Pilarczyk was a permanent total disability case. The controversy surrounded the following two answers in a physician’s report:
- “Can the injured worker return to his/her former position of employment? If yes, are there any restrictions or modifications?
The claimant’s mental health issues likely do prevent him from returning to his former position of employment. His problems with depression continue to manifest including problems with focus and motivation. It is believed that his problems with distractibility and motivation inhibit his ability to return to work at this time.
- Please provide a summary of any functional limitations solely due to the psychological condition in this claim. In other words, please indicate the type of work the injured worker can perform and supportive rational[e] for your opinion.
Given his current mental health issues, he is unlikely to thrive in a moderate to high stress job setting. He is more likely able to work a job in an office where there is less stress to trigger his depressive based condition.”
According to the majority opinion, the report presented an ambiguity—whether “return to work” as the doctor used the term in his response to the first question meant return to his former position of employment or return to work in general. The majority said the answer to the second question was also ambiguous. According to the majority, while it was not clear that Dr.

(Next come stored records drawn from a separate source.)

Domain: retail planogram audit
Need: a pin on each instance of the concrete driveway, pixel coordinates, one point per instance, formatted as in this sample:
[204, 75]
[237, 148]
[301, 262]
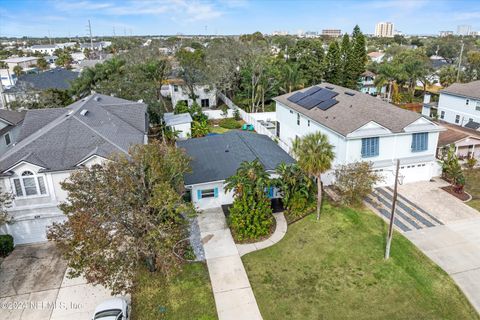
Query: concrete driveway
[453, 243]
[33, 285]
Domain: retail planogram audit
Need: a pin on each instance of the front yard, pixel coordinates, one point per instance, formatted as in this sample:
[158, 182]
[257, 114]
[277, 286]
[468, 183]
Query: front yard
[472, 186]
[334, 269]
[186, 296]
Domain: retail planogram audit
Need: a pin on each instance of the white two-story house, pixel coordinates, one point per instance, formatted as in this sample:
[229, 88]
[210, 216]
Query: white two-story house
[458, 104]
[205, 95]
[51, 145]
[361, 128]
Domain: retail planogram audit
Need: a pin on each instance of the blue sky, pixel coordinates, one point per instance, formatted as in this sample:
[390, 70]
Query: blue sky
[70, 18]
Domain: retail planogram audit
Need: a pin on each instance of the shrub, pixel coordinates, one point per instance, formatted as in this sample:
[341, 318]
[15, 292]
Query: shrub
[6, 245]
[229, 123]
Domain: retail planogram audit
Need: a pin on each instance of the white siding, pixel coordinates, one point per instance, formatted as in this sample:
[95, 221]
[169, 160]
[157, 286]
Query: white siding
[453, 106]
[418, 166]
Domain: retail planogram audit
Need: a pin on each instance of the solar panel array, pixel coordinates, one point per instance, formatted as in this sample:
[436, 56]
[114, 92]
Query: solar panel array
[315, 97]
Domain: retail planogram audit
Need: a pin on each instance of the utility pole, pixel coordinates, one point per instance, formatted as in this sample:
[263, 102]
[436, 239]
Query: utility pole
[460, 62]
[90, 31]
[392, 215]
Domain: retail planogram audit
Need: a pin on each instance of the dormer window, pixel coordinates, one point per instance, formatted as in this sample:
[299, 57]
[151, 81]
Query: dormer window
[29, 184]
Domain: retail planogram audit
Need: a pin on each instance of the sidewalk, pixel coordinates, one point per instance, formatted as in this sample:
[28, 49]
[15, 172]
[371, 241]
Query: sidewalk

Gruenfeld was even attempting to offer a firm opinion on whether he believed that Pilarczyk could work, it was possible that he believed that Pilarczyk was not psychologically capable of any work.
Two justices dissented, finding that, when read as a whole, the report was clear that the injured worker was capable of working in a low stress position.
Personally, I agree with the dissent. “Inhibit” does not necessarily equal “prohibit”. But that’s not really the point. The takeaway for we workers’ compensation practitioners is to make sure that your physicians’ reports are crystal clear. If a report is susceptible to more than one interpretation, I will certainly be arguing that it should be rejected as ambiguous under the Pilarczyk standard.